This sweater design has taken forever to finish, and I’m finally ready to write up the pattern. But it needs a name!
It’s knit in the round out of Cascade Sierra (a cotton wool blend), and is meant to be along the same lines as Plath (which is my best selling pattern).
The stitch pattern is a cable-design that reminds me of butterfiles.
So, I’m inviting name suggestions. The best suggestions gets the pattern for free.
8 comments:
Beautiful sweater! I suggest naming it after artist/naturalist Maria Sibylla Merian (1647-1717), who studied butterflies and whose books supposedly inspired Nabokov to do the same.
Lepidoptera
I can't help it. I know butterflies and moths are not the same, but when you said butterflies it made me thing of Silence of the Lambs. Don't ask. I'm ashamed of myself really, but stay with me here.
Actually, I think "Clarice" would be a great name for this. The simple lines fit with Starling's roots. The cableling hints at her complexity.
I love how this sweater (like Plath) has a fun, sophisticated, vintage feel
I suggest naming it Soraya, after Persian princess/actress/ex-queen Soraya Esfandiary-Bakhtiari. She was a bit of a Princess Di of the 1960s.
Arabella
Rosalind.
The pattern reminds me of DNA's helical structure so naming it after Rosalind Franklin who was instrumental in the structure's discovery while receiving little credit seems appropriate.

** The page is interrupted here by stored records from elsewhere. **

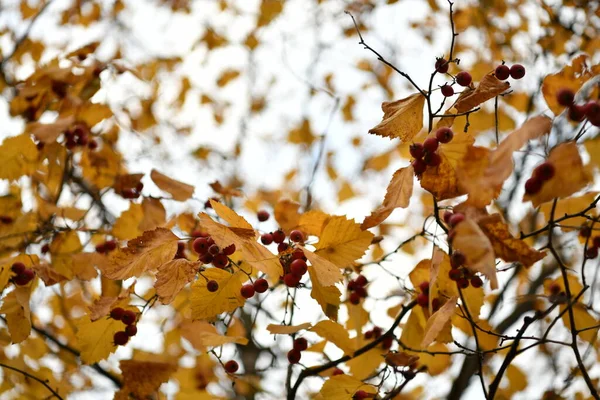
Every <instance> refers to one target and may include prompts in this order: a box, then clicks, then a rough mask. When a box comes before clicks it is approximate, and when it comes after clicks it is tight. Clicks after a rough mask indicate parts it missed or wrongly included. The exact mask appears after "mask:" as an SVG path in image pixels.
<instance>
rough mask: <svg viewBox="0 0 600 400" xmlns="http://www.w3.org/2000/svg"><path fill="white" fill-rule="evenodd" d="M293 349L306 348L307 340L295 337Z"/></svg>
mask: <svg viewBox="0 0 600 400" xmlns="http://www.w3.org/2000/svg"><path fill="white" fill-rule="evenodd" d="M294 349H296V350H298V351H304V350H306V349H308V340H306V339H305V338H297V339H295V340H294Z"/></svg>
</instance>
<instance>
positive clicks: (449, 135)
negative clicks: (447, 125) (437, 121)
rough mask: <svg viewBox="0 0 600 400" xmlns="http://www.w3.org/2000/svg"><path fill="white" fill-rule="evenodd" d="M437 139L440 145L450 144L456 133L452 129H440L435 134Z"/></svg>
mask: <svg viewBox="0 0 600 400" xmlns="http://www.w3.org/2000/svg"><path fill="white" fill-rule="evenodd" d="M435 137H436V138H437V140H438V141H439V142H440V143H450V141H451V140H452V138H453V137H454V132H452V129H450V128H446V127H444V128H440V129H438V130H437V131H436V132H435Z"/></svg>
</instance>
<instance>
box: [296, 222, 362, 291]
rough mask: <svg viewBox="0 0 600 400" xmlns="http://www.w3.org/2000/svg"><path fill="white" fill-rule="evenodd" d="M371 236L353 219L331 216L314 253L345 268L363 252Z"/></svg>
mask: <svg viewBox="0 0 600 400" xmlns="http://www.w3.org/2000/svg"><path fill="white" fill-rule="evenodd" d="M373 237H374V235H373V234H372V233H371V232H368V231H363V230H362V229H361V228H360V225H359V224H357V223H355V222H354V221H353V220H349V219H346V217H343V216H335V217H331V218H330V219H329V220H328V221H327V223H326V224H325V226H324V228H323V232H322V233H321V236H320V237H319V242H318V243H317V244H315V249H316V250H315V254H317V255H318V256H320V257H322V258H324V259H326V260H329V261H331V262H332V263H333V264H335V265H336V266H338V267H339V268H345V267H347V266H349V265H351V264H352V263H353V262H354V261H355V260H357V259H359V258H361V257H362V256H363V255H364V254H365V251H366V250H367V248H368V247H369V246H370V245H371V240H372V239H373ZM307 257H308V256H307ZM311 262H312V261H311ZM322 283H323V284H326V283H324V282H322Z"/></svg>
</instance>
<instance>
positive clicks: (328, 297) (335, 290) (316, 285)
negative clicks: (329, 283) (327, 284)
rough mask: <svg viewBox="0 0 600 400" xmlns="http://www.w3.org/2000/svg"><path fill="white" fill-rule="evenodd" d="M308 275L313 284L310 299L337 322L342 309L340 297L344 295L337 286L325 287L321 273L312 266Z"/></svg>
mask: <svg viewBox="0 0 600 400" xmlns="http://www.w3.org/2000/svg"><path fill="white" fill-rule="evenodd" d="M306 253H307V251H305V254H306ZM307 258H308V257H307ZM308 275H309V276H310V282H311V283H312V290H311V291H310V297H312V298H313V299H315V300H316V301H317V303H319V305H320V306H321V308H322V309H323V312H324V313H325V315H327V317H329V318H331V319H332V320H334V321H336V320H337V316H338V310H339V308H340V303H341V300H340V297H341V296H342V293H341V292H340V290H339V289H338V288H337V287H336V286H335V285H330V286H324V285H323V284H322V283H321V282H320V281H319V273H318V272H317V270H315V268H313V267H312V266H311V267H308Z"/></svg>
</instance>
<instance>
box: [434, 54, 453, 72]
mask: <svg viewBox="0 0 600 400" xmlns="http://www.w3.org/2000/svg"><path fill="white" fill-rule="evenodd" d="M449 66H450V64H448V62H447V61H446V60H445V59H444V58H437V59H436V60H435V70H436V71H437V72H439V73H440V74H445V73H446V72H448V67H449Z"/></svg>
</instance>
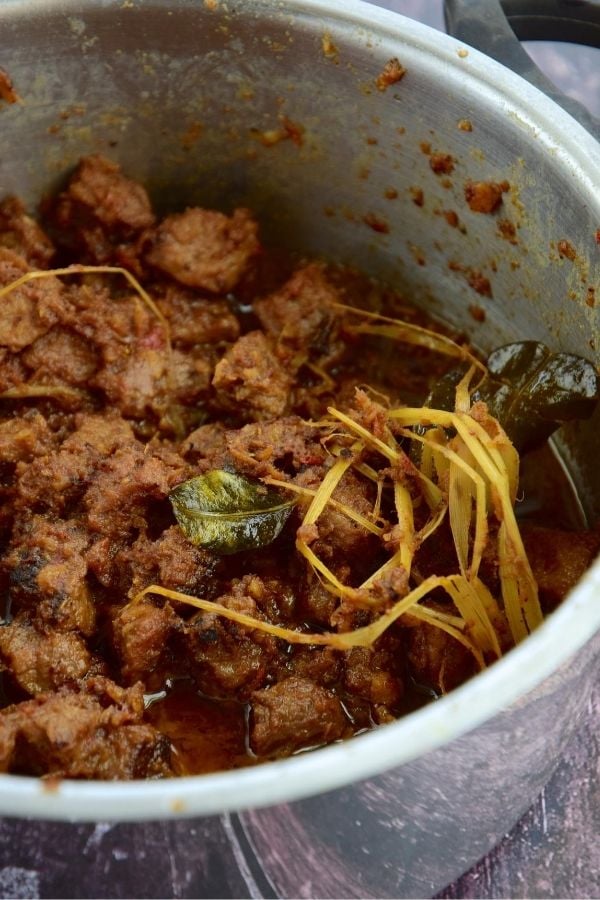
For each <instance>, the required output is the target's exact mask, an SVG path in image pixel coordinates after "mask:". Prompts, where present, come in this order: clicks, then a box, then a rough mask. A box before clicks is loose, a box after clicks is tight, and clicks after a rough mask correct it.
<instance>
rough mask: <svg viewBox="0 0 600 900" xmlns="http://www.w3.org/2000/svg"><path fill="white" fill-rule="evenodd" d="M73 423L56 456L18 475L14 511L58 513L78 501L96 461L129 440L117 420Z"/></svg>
mask: <svg viewBox="0 0 600 900" xmlns="http://www.w3.org/2000/svg"><path fill="white" fill-rule="evenodd" d="M77 422H78V429H77V430H76V431H75V432H73V434H71V435H70V436H69V437H68V438H67V439H66V440H65V441H64V443H63V444H62V445H61V447H60V449H59V450H58V451H57V452H56V453H52V454H49V455H47V456H40V457H38V458H37V459H36V460H34V462H33V463H32V464H31V465H30V466H27V467H26V468H23V471H22V472H19V471H18V473H17V474H18V475H19V476H20V477H19V481H18V485H17V500H16V508H17V509H26V510H53V511H55V512H56V513H61V512H62V511H64V509H65V508H66V507H67V505H68V504H69V503H73V502H75V501H76V500H77V499H78V498H79V497H81V495H82V494H83V492H84V491H85V489H86V487H87V484H88V483H89V480H90V479H91V477H92V474H93V472H94V469H95V467H96V466H97V465H98V463H99V460H100V458H101V457H105V456H108V455H110V454H111V453H112V452H113V451H114V450H115V449H116V448H117V447H119V446H122V445H123V444H127V443H129V442H131V441H132V440H133V432H132V431H131V427H130V426H129V425H128V424H127V423H126V422H124V421H123V419H121V418H120V417H119V416H114V415H104V416H102V415H89V416H88V415H83V416H81V417H78V419H77Z"/></svg>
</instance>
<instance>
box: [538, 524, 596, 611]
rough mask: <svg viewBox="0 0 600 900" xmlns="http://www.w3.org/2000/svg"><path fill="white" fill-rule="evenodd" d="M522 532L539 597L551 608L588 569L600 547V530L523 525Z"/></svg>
mask: <svg viewBox="0 0 600 900" xmlns="http://www.w3.org/2000/svg"><path fill="white" fill-rule="evenodd" d="M521 534H522V536H523V543H524V544H525V552H526V553H527V557H528V559H529V562H530V565H531V568H532V570H533V574H534V576H535V580H536V581H537V583H538V587H539V591H540V601H541V603H542V606H543V608H544V611H545V612H551V611H552V610H553V609H555V608H556V607H557V606H558V604H559V603H560V602H561V600H564V598H565V597H566V596H567V594H568V593H569V591H570V590H571V588H573V587H575V585H576V584H577V582H578V581H579V579H580V578H581V577H582V575H583V574H584V572H585V571H586V569H589V567H590V565H591V564H592V562H593V560H594V558H595V557H596V555H597V554H598V552H599V551H600V532H598V531H579V532H573V531H560V530H559V529H558V528H540V527H538V526H534V525H522V526H521Z"/></svg>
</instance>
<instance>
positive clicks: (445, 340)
mask: <svg viewBox="0 0 600 900" xmlns="http://www.w3.org/2000/svg"><path fill="white" fill-rule="evenodd" d="M333 305H334V307H335V308H336V309H339V310H340V311H341V312H345V313H350V314H352V315H355V316H358V317H359V318H362V319H366V320H367V322H365V323H361V324H360V325H350V326H346V329H347V330H348V331H350V332H352V333H354V334H373V335H380V336H381V337H388V338H392V339H393V340H397V341H401V342H403V343H405V344H412V345H417V346H419V347H425V348H427V349H428V350H433V351H435V352H436V353H441V354H443V355H444V356H452V357H454V358H456V359H465V360H468V361H469V363H470V364H471V365H472V366H474V367H475V368H477V369H479V370H480V371H481V372H482V374H486V373H487V369H486V367H485V366H484V365H483V363H482V362H481V361H480V360H478V359H477V357H475V356H473V354H472V353H471V352H470V350H468V348H467V347H461V346H460V345H459V344H457V343H456V341H453V340H452V338H449V337H447V336H446V335H444V334H439V333H438V332H437V331H431V330H430V329H429V328H423V326H421V325H415V324H413V323H412V322H406V321H403V320H401V319H392V318H390V317H389V316H384V315H381V314H380V313H374V312H370V311H369V310H366V309H360V308H359V307H355V306H347V305H346V304H344V303H334V304H333Z"/></svg>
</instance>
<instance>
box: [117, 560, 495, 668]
mask: <svg viewBox="0 0 600 900" xmlns="http://www.w3.org/2000/svg"><path fill="white" fill-rule="evenodd" d="M460 577H461V576H448V577H446V576H438V575H432V576H431V578H428V579H426V581H424V582H423V583H422V584H420V585H419V586H418V587H416V588H414V589H413V590H412V591H411V592H410V593H409V594H407V595H406V597H403V598H402V599H401V600H398V601H397V602H396V603H395V604H394V605H393V606H392V608H391V609H390V610H388V611H387V612H386V613H384V614H383V615H381V616H379V618H378V619H377V620H376V621H375V622H373V623H372V624H371V625H366V626H364V627H363V628H356V629H354V630H353V631H342V632H338V633H336V632H325V633H311V632H306V631H296V630H295V629H293V628H284V627H283V626H281V625H274V624H272V623H271V622H265V621H263V620H262V619H255V618H254V617H253V616H249V615H248V614H247V613H241V612H238V611H237V610H234V609H229V608H228V607H227V606H223V605H222V604H221V603H215V602H214V601H212V600H204V599H202V598H200V597H193V596H192V595H191V594H184V593H182V592H181V591H173V590H170V589H169V588H164V587H162V586H161V585H158V584H151V585H149V586H148V587H146V588H144V590H142V591H140V592H139V594H136V596H135V597H134V598H133V600H132V601H131V602H132V604H137V603H140V602H141V601H142V600H143V599H144V598H145V597H147V596H148V595H150V594H155V595H158V596H160V597H165V598H166V599H168V600H176V601H177V602H179V603H185V604H187V605H188V606H194V607H195V608H196V609H200V610H202V611H203V612H207V613H213V614H214V615H218V616H221V617H222V618H224V619H229V620H230V621H231V622H235V623H236V624H238V625H244V626H245V627H247V628H250V629H253V630H255V631H262V632H263V633H264V634H270V635H272V637H277V638H281V639H282V640H284V641H287V643H289V644H312V645H315V646H317V645H321V646H326V647H333V648H334V649H336V650H351V649H352V648H353V647H370V646H371V645H372V644H374V643H375V641H376V640H377V639H378V638H379V637H381V635H382V634H384V632H385V631H387V629H388V628H389V627H390V625H393V623H394V622H396V621H397V620H398V619H399V618H400V617H401V616H403V615H404V614H405V613H407V612H409V611H411V612H413V613H414V614H415V615H416V616H417V618H420V619H422V620H423V621H427V622H429V623H430V624H435V625H436V626H437V627H439V628H442V629H443V630H444V631H446V632H448V633H449V634H452V636H453V637H454V638H455V639H456V640H458V641H459V642H460V643H461V644H463V646H464V647H466V648H467V649H468V650H469V651H470V652H471V653H472V654H473V656H474V657H475V659H476V661H477V664H478V666H479V667H480V668H482V669H483V668H485V660H484V658H483V654H482V653H481V651H480V649H479V648H478V647H477V646H476V644H475V643H474V642H473V641H472V640H470V638H469V637H468V636H466V635H465V634H463V632H462V630H461V629H460V628H457V627H456V626H455V625H453V624H450V623H449V622H448V621H447V620H446V619H445V617H440V616H438V615H436V614H435V613H434V611H432V610H428V609H427V607H423V606H421V607H419V606H417V604H418V602H419V601H420V600H422V599H423V598H424V597H426V596H427V594H429V593H431V591H433V590H434V589H435V588H438V587H441V588H445V589H446V590H447V589H448V586H449V585H452V584H453V582H454V581H455V580H456V578H460Z"/></svg>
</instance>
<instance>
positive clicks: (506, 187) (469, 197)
mask: <svg viewBox="0 0 600 900" xmlns="http://www.w3.org/2000/svg"><path fill="white" fill-rule="evenodd" d="M508 189H509V184H508V182H507V181H503V182H501V183H500V184H498V182H496V181H475V182H473V181H467V183H466V184H465V200H466V201H467V203H468V204H469V207H470V209H472V210H473V212H479V213H493V212H496V210H497V209H498V207H499V206H500V204H501V203H502V194H504V193H506V191H507V190H508Z"/></svg>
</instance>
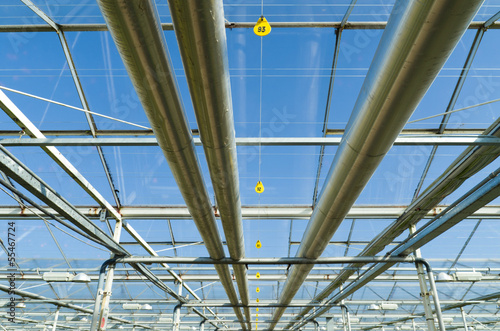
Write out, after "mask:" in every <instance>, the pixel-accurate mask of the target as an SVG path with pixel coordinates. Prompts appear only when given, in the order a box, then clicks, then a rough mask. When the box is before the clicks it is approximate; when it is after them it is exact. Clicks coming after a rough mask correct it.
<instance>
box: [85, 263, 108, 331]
mask: <svg viewBox="0 0 500 331" xmlns="http://www.w3.org/2000/svg"><path fill="white" fill-rule="evenodd" d="M109 262H110V260H107V261H105V262H104V263H103V264H102V266H101V269H100V271H99V281H98V283H97V294H96V296H95V304H94V313H93V314H92V322H91V324H90V331H96V330H97V323H98V320H99V311H100V308H101V300H102V290H103V287H104V274H105V273H106V268H107V267H108V265H109Z"/></svg>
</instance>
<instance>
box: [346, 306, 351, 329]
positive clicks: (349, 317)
mask: <svg viewBox="0 0 500 331" xmlns="http://www.w3.org/2000/svg"><path fill="white" fill-rule="evenodd" d="M345 311H346V315H347V331H351V316H350V315H349V309H347V307H346V308H345Z"/></svg>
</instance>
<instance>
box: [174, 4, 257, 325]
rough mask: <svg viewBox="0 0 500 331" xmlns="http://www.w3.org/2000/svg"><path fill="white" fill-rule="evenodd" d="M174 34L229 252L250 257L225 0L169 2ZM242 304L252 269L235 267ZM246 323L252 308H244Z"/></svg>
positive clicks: (247, 287)
mask: <svg viewBox="0 0 500 331" xmlns="http://www.w3.org/2000/svg"><path fill="white" fill-rule="evenodd" d="M168 4H169V8H170V14H171V16H172V22H173V24H174V31H175V35H176V36H177V42H178V44H179V50H180V53H181V57H182V63H183V64H184V71H185V73H186V78H187V82H188V85H189V90H190V92H191V100H192V101H193V108H194V111H195V115H196V120H197V123H198V130H199V133H200V138H201V141H202V143H203V150H204V151H205V156H206V158H207V164H208V169H209V171H210V177H211V179H212V186H213V188H214V192H215V197H216V201H217V208H218V209H219V214H220V218H221V221H222V227H223V229H224V234H225V237H226V242H227V248H228V251H229V255H230V256H231V258H232V259H234V260H239V259H242V258H244V257H245V243H244V236H243V223H242V220H241V201H240V192H239V179H238V178H239V175H238V163H237V156H236V141H235V133H234V121H233V105H232V98H231V85H230V78H229V64H228V55H227V54H228V52H227V44H226V28H225V26H224V24H225V23H224V22H225V20H224V9H223V4H222V0H210V1H209V0H205V1H198V0H169V1H168ZM233 271H234V274H235V278H236V282H237V284H238V289H239V293H240V299H241V302H242V303H243V305H247V304H248V303H249V301H250V299H249V293H248V277H247V270H246V268H245V266H243V265H235V266H233ZM244 312H245V317H246V320H247V327H248V328H249V329H251V325H250V319H251V314H250V309H249V308H248V307H246V308H244Z"/></svg>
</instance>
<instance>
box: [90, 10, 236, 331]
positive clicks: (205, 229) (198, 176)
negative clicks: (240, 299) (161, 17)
mask: <svg viewBox="0 0 500 331" xmlns="http://www.w3.org/2000/svg"><path fill="white" fill-rule="evenodd" d="M98 4H99V7H100V9H101V12H102V13H103V16H104V18H105V20H106V24H107V26H108V28H109V30H110V32H111V35H112V37H113V40H114V41H115V44H116V46H117V48H118V51H119V53H120V55H121V57H122V60H123V62H124V64H125V67H126V68H127V71H128V73H129V76H130V78H131V80H132V83H133V85H134V88H135V90H136V92H137V94H138V96H139V99H140V100H141V103H142V105H143V108H144V110H145V112H146V115H147V117H148V119H149V122H150V123H151V127H152V128H153V131H154V133H155V136H156V138H157V139H158V143H159V145H160V147H161V149H162V150H163V153H164V155H165V157H166V159H167V162H168V163H169V166H170V169H171V170H172V174H173V176H174V178H175V180H176V182H177V185H178V186H179V189H180V191H181V194H182V196H183V198H184V200H185V202H186V204H187V206H188V209H189V212H190V214H191V216H192V217H193V219H194V221H195V224H196V226H197V228H198V231H199V232H200V234H201V237H202V239H203V241H204V243H205V246H206V248H207V250H208V253H209V254H210V257H212V258H213V259H221V258H223V257H224V255H225V254H224V249H223V246H222V241H221V239H220V235H219V231H218V229H217V224H216V221H215V216H214V213H213V210H212V205H211V203H210V198H209V196H208V192H207V189H206V187H205V183H204V181H203V177H202V174H201V170H200V165H199V162H198V158H197V156H196V153H195V149H194V145H193V138H192V135H191V130H190V128H189V125H188V123H187V119H186V115H185V113H184V107H183V105H182V101H181V99H180V96H179V92H178V87H177V81H176V79H175V75H174V72H173V69H172V64H171V61H170V57H169V54H168V49H167V45H166V42H165V37H164V35H163V32H162V31H161V27H160V19H159V17H158V13H157V11H156V8H155V5H154V3H153V2H152V1H151V0H137V1H126V0H99V1H98ZM215 268H216V270H217V273H218V274H219V277H220V280H221V284H222V286H223V287H224V289H225V291H226V294H227V296H228V298H229V300H230V301H231V303H233V304H237V303H238V296H237V294H236V291H235V289H234V285H233V283H232V278H231V274H230V271H229V267H228V266H221V265H217V266H215ZM234 309H235V314H236V316H237V317H238V319H240V320H241V321H243V315H242V314H241V311H240V309H239V308H234ZM242 324H243V322H242ZM242 326H243V325H242ZM243 328H244V329H245V327H244V326H243Z"/></svg>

That said, I also like Sibylla for the sweater. Which, by the way, is beautiful.
Poprocks!! I don't know why, that just popped into my head the moment I saw the sweater, before I ever read that it reminded you of butterflies. Not a very "natural" name, but that's what jumped into my head!
I love this pattern, and wool/cotton blends are my favorite. This is probably a stretch, but your idea about it reminding you of butterflies made me think of moths and moths made me think of Elnora Comstock, the girl in Girl of the Limberlost who subsidized her studies by collecting moths. How about Limberlost?